A French engraving of 1820 about the sale of wives in England.

One of the earliest recorded sales took place in 1733, which is known for certain due to the fact that newspapers actively covered such events. A certain Samuel Whitehouse auctioned off his faithful Mary Whitehouse for one pound sterling. The buyer, Mr. Griffiths, had to "accept a woman with all her flaws." 

Another spouse was put up for sale with an initial price of one penny. It's no wonder that lonely farmers almost got into a fight, wanting to get it. In the end, they agreed on five shillings and sixpence. 

An English nobleman heading to Smithfield Market with the goal of becoming a bachelor and earning some money at the same time.

In most cases, the wife was sold by mutual consent. Usually the spouse was bought by her lover for a nominal fee. It often happened that after the auction, all three went to the nearest tavern to mark the deal. In 1830, a funny episode happened in Manchester. The man started bidding, but then suspended them, deciding to leave everything as it is. To this, his wife slapped his cheeks with an apron and exclaimed: "I have to be sold, I want a change!"

In nineteenth-century England, divorce was expensive. Therefore, the wives were sold at auction

A French engraving of 1820 about the sale of wives in England.

In nineteenth-century England, divorce was expensive.

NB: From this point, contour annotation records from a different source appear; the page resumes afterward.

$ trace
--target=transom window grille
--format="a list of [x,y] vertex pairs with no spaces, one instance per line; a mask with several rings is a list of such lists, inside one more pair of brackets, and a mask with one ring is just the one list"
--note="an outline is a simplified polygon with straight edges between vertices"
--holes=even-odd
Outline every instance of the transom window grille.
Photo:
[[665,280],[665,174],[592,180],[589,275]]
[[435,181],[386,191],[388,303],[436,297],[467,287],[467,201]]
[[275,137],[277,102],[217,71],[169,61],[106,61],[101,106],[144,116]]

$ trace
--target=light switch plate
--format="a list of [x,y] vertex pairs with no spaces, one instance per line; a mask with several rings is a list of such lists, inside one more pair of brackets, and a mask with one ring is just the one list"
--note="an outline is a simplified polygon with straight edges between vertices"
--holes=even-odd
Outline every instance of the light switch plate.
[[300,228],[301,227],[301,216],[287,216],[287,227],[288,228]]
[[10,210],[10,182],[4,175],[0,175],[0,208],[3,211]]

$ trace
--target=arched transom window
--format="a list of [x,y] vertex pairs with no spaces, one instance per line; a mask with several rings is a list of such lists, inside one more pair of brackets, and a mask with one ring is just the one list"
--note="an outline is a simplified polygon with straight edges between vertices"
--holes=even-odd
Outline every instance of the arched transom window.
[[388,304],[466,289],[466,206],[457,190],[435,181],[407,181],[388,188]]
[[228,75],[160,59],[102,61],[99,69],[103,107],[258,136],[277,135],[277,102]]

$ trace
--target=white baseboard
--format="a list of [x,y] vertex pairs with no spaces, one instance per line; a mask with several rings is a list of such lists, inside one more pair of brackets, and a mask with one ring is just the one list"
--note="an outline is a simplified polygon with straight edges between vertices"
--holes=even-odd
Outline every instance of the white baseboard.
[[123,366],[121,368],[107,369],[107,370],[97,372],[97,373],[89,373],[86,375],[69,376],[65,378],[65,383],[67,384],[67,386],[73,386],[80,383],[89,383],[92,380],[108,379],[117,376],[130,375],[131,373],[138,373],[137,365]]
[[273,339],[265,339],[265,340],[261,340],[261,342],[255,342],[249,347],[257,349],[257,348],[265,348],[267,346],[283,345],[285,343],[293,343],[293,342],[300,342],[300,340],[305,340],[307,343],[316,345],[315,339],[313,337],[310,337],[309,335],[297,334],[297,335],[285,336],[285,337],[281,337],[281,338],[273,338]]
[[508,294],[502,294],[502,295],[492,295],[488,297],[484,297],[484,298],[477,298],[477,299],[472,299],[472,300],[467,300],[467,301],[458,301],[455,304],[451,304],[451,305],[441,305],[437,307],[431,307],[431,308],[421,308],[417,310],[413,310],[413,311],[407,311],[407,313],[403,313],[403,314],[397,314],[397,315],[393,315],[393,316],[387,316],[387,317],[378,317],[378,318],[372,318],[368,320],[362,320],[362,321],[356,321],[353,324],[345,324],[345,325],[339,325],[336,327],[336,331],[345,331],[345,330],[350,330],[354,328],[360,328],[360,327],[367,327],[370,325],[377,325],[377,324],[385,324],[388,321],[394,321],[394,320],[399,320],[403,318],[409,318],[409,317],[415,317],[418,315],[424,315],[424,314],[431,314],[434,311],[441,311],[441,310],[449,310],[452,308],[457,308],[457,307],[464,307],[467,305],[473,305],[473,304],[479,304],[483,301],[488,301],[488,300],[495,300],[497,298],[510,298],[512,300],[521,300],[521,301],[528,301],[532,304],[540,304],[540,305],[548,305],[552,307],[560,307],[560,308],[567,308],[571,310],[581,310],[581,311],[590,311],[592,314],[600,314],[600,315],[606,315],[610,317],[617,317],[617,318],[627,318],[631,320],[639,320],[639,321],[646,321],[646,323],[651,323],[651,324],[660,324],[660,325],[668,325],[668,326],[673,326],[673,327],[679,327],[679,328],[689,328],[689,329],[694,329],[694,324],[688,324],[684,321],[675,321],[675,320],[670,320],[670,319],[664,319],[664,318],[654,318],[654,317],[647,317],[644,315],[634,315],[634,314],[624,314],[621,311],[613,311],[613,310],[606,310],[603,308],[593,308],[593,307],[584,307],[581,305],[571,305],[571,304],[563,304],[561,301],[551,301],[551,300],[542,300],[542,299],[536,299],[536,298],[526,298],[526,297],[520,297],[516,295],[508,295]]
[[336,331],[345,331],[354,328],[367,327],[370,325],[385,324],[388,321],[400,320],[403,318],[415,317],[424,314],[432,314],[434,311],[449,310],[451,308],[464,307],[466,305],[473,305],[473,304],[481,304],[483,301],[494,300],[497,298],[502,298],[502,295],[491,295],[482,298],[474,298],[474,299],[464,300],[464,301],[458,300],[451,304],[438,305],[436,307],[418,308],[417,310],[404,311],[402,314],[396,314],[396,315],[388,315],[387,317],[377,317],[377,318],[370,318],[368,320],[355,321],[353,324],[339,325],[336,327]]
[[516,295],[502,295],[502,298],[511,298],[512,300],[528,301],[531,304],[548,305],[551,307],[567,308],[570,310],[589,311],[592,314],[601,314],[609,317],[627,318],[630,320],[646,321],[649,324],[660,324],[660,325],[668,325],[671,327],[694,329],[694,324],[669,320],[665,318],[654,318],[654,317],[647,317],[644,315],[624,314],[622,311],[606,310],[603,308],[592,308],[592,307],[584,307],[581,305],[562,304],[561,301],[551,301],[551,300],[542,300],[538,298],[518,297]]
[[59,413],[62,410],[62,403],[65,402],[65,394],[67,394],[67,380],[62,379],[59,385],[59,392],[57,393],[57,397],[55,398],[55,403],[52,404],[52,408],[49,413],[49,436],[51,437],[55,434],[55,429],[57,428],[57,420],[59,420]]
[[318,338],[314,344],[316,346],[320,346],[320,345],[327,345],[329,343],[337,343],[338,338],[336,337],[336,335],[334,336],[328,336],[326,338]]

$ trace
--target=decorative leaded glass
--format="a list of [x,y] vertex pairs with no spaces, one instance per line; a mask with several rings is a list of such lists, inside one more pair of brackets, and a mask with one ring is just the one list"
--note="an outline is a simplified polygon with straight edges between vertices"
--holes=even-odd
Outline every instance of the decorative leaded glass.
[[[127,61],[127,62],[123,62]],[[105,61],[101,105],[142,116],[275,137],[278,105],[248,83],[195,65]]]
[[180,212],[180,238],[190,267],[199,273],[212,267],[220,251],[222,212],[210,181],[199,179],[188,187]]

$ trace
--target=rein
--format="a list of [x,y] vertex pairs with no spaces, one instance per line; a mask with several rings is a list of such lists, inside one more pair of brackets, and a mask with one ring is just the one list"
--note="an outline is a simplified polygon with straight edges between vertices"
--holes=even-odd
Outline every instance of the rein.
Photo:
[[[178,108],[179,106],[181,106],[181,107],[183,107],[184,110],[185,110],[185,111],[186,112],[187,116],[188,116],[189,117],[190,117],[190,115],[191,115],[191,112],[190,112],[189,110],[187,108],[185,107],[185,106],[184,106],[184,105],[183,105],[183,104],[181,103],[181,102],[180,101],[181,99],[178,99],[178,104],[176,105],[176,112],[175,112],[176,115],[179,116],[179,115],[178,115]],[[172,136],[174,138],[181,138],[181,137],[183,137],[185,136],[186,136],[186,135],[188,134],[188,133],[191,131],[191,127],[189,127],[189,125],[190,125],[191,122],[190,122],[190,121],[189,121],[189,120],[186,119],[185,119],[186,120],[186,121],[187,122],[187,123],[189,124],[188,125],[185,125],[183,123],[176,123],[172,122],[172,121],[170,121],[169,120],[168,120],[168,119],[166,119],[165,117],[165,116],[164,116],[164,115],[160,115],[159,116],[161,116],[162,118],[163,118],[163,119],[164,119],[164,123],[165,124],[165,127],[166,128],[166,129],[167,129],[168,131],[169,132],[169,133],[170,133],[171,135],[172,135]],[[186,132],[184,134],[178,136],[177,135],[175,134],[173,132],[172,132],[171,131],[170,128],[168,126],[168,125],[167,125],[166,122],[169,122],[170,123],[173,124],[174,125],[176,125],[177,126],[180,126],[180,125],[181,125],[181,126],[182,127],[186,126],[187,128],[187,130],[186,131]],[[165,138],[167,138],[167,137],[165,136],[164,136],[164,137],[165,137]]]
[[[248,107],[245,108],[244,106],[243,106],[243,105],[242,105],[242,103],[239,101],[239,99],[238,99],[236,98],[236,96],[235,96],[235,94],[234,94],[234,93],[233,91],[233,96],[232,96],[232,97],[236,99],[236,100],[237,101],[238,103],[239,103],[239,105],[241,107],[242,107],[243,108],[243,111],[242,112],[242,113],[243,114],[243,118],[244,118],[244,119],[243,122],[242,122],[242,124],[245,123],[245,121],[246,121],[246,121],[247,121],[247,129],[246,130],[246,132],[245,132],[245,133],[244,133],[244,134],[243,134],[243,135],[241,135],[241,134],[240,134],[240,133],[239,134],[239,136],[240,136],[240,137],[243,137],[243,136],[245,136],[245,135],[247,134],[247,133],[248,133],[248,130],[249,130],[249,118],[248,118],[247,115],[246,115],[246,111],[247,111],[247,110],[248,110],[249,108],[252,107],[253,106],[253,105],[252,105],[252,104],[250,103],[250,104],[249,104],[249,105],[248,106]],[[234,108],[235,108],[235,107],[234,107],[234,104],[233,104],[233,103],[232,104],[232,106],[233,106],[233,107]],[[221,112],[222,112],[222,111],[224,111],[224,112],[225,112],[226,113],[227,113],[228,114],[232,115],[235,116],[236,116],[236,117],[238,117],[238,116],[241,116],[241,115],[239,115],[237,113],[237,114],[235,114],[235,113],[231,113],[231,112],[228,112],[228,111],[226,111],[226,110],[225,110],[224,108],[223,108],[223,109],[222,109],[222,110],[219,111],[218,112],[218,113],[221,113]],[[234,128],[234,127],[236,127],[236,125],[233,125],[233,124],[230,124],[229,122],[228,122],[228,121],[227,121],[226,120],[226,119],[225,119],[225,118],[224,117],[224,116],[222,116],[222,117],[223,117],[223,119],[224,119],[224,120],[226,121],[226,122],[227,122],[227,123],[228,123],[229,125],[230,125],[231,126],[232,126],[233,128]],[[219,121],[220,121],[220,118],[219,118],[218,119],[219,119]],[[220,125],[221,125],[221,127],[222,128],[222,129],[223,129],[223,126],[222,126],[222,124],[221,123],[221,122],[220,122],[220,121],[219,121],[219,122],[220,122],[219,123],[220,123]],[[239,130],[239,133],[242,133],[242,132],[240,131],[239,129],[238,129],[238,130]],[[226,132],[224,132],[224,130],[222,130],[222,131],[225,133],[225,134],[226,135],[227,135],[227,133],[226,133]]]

Therefore, the wives were sold at auction

This practice was most popular in the period from 1780 to 1850. And it all started with the fact that in England in 1753 the Law on Marriage was adopted (until that moment, unions of men and women were not registered). After the law came into force, an official divorce became a very expensive pleasure, only wealthy people could afford to dissolve a marriage. And selling wives on the square has become the easiest way to get rid of each other. The authorities did not approve of this, but almost always turned a blind eye.

In nineteenth-century England, divorce was expensive. Therefore, the wives were sold at auction

An English nobleman heading to Smithfield Market with the goal of becoming a bachelor and earning some money at the same time. In most cases, the wife was sold by mutual consent. Usually the spouse was bought by her lover for a nominal fee. It often happened that after the auction, all three went to the nearest tavern to mark the deal. In 1830, a funny episode happened in Manchester. The man started bidding, but then suspended them, deciding to leave everything as it is. To this, his wife slapped his cheeks with an apron and exclaimed: "I have to be sold, I want a change!"